Interest groups are one important mechanism through which citizens in the United States make their ideas, needs, and views known to elected officials. Citizens can usually find an interest group that focuses on their concerns, no matter how specialized they may be. Directories of American voluntary associations reveal the incredible variety of reasons why citizens band together. The Gale Research, Inc., Encyclopedia of Associations is widely regarded as one of the most comprehensive lists. Not all of these groups are politically active, but a great many try to influence public policy.
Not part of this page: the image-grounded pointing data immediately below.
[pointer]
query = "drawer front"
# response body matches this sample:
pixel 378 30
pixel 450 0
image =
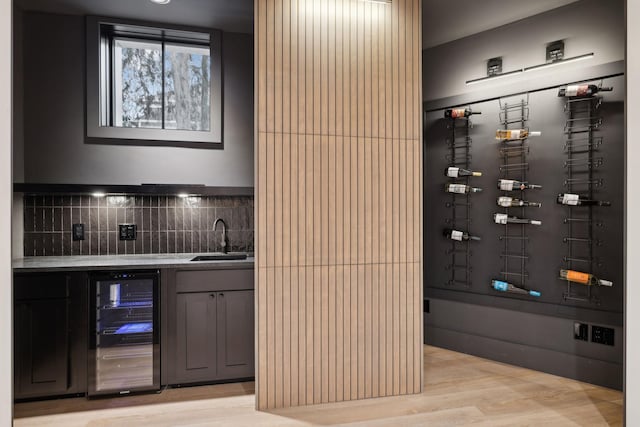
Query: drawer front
pixel 214 280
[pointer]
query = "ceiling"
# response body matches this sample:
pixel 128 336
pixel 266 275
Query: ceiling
pixel 445 21
pixel 226 15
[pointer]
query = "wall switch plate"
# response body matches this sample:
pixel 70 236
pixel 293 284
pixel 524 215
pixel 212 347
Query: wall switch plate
pixel 127 231
pixel 602 335
pixel 77 232
pixel 581 331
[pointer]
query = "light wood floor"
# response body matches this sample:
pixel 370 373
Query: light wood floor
pixel 459 390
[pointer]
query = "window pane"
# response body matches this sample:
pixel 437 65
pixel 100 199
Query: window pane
pixel 137 92
pixel 187 90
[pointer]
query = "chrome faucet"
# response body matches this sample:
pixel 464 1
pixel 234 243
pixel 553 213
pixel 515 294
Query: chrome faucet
pixel 225 241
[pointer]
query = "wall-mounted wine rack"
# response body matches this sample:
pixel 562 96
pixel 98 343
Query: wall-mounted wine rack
pixel 514 165
pixel 459 147
pixel 582 162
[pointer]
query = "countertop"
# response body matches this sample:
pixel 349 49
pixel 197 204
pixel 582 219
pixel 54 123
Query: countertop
pixel 111 262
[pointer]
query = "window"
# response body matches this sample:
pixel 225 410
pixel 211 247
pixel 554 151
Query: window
pixel 150 85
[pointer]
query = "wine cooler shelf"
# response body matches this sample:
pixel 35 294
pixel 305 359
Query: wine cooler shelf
pixel 519 201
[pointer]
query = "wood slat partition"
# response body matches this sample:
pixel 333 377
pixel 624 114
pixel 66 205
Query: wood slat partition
pixel 338 201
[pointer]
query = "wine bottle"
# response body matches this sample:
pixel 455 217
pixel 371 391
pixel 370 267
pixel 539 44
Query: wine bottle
pixel 510 185
pixel 453 172
pixel 582 91
pixel 583 278
pixel 458 235
pixel 502 286
pixel 576 200
pixel 461 189
pixel 511 134
pixel 506 219
pixel 510 202
pixel 456 113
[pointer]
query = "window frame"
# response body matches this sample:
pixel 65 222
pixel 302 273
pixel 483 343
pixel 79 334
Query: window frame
pixel 98 45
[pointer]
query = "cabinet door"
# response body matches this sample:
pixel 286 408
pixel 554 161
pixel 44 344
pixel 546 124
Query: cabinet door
pixel 235 334
pixel 41 347
pixel 196 337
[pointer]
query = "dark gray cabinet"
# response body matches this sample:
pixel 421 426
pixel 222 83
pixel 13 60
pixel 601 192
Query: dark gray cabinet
pixel 49 335
pixel 235 334
pixel 214 326
pixel 196 338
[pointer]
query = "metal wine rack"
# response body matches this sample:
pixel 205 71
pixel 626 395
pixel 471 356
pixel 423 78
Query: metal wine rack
pixel 514 165
pixel 459 145
pixel 582 162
Both the formal structure and the informal traditions of American politics provide fertile ground for interest groups. One feature of the American system that enhances their influence is the relative weakness of U.S. political parties, which stems, in part, from the separation of powers between the executive and legislative branches. In a parliamentary system such as Great Britain, where the prime minister's hold on office depends on majority support in Parliament, parties exert considerable control over legislators and, as a consequence, over policy making. In contrast, elections of the U.S. president and Congress are politically separate events, even when held at the same time. Each legislator must construct a winning coalition in his or her state or district, and the nature of these coalitions is quite different from the majority coalition that the successful presidential candidate assembles. Clear evidence for this is the fact that Congress and the presidency have been in the control of opposing parties most of the time since World War II. As a consequence, neither Democrats nor Republicans are invariably bound to support the positions of their party's president or their party's electoral platform. Weak party loyalty enhances interest-group influence, both during elections, when their financial support can be critical, and afterwards, when groups that supported the winning candidate become closely involved in policy making.